Closed baweaver closed 2 years ago
This is my current idea for a minimal fix, but need to test it against a few prod systems over the next few days to see if that's correct. Gist of the idea is to introduce a cursor to prevent re-reading chunks. String#index
takes an offset to start scanning from, which is very useful for this.
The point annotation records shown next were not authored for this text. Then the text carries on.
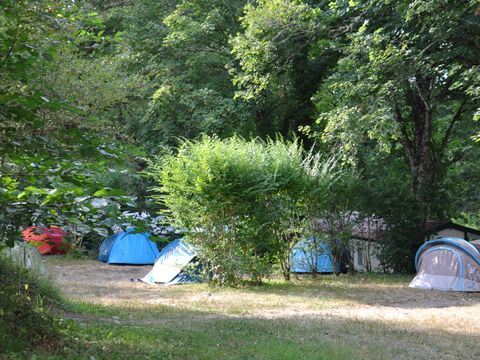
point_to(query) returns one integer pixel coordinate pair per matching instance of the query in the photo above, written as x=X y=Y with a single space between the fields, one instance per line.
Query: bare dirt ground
x=89 y=281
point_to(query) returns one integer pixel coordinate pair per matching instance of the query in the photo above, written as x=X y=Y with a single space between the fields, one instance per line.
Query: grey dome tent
x=448 y=264
x=172 y=265
x=26 y=256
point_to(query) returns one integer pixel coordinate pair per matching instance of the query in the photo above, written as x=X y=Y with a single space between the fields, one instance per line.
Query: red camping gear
x=47 y=240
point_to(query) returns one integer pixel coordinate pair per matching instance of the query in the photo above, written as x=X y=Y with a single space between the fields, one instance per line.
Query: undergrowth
x=26 y=320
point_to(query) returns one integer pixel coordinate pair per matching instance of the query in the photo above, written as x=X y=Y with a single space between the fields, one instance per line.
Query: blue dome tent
x=310 y=254
x=128 y=248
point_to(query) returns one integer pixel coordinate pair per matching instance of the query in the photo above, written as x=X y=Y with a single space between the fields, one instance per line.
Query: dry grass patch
x=374 y=316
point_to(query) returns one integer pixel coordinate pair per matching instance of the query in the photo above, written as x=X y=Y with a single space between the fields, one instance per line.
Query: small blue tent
x=311 y=253
x=128 y=248
x=170 y=267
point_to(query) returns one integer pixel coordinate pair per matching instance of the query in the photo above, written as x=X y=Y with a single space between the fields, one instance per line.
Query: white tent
x=171 y=263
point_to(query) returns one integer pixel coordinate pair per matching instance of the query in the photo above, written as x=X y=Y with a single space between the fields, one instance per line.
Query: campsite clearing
x=344 y=317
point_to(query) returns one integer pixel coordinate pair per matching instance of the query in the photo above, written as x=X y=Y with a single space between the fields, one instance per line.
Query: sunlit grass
x=366 y=316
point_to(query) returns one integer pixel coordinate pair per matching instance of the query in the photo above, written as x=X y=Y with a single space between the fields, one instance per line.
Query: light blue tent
x=310 y=254
x=175 y=265
x=128 y=248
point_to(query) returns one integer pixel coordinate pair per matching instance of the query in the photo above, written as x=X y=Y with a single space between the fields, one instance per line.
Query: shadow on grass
x=296 y=338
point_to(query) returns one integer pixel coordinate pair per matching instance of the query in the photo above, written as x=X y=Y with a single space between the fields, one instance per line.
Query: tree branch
x=405 y=139
x=454 y=120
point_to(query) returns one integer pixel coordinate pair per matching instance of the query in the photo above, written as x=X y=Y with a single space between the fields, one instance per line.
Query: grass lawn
x=345 y=317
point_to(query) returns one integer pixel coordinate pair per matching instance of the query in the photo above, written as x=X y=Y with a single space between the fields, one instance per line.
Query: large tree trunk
x=416 y=138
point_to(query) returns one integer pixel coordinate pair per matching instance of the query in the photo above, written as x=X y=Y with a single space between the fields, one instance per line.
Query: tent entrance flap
x=172 y=263
x=447 y=264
This was brought to our attention recently via a support request. I believe your description is accurate, and I understand it now better than I did the original report. I'm not sure I understand this part, though:
Current experimentation I've been working on has been to prevent full reads of a partial buffer, but I believe this reflects more on the entirety of flag data being sent in a single message. If it truly is all being sent in a single response this will be a severe issue for larger clients.
By "response" do you mean a single SSE event? The stream connection normally remains open, so all downloaded data from LaunchDarkly makes up a single HTTP response. But it is true that the first SSE event sent on the stream (regardless of whether it's the Ruby SDK or another SDK) contains the full flag data. You also mentioned "large clients" which was a bit confusing, but I'm guessing that what you meant there was "large LaunchDarkly data sets".
Yeah, that was poorly worded, let me try that one again.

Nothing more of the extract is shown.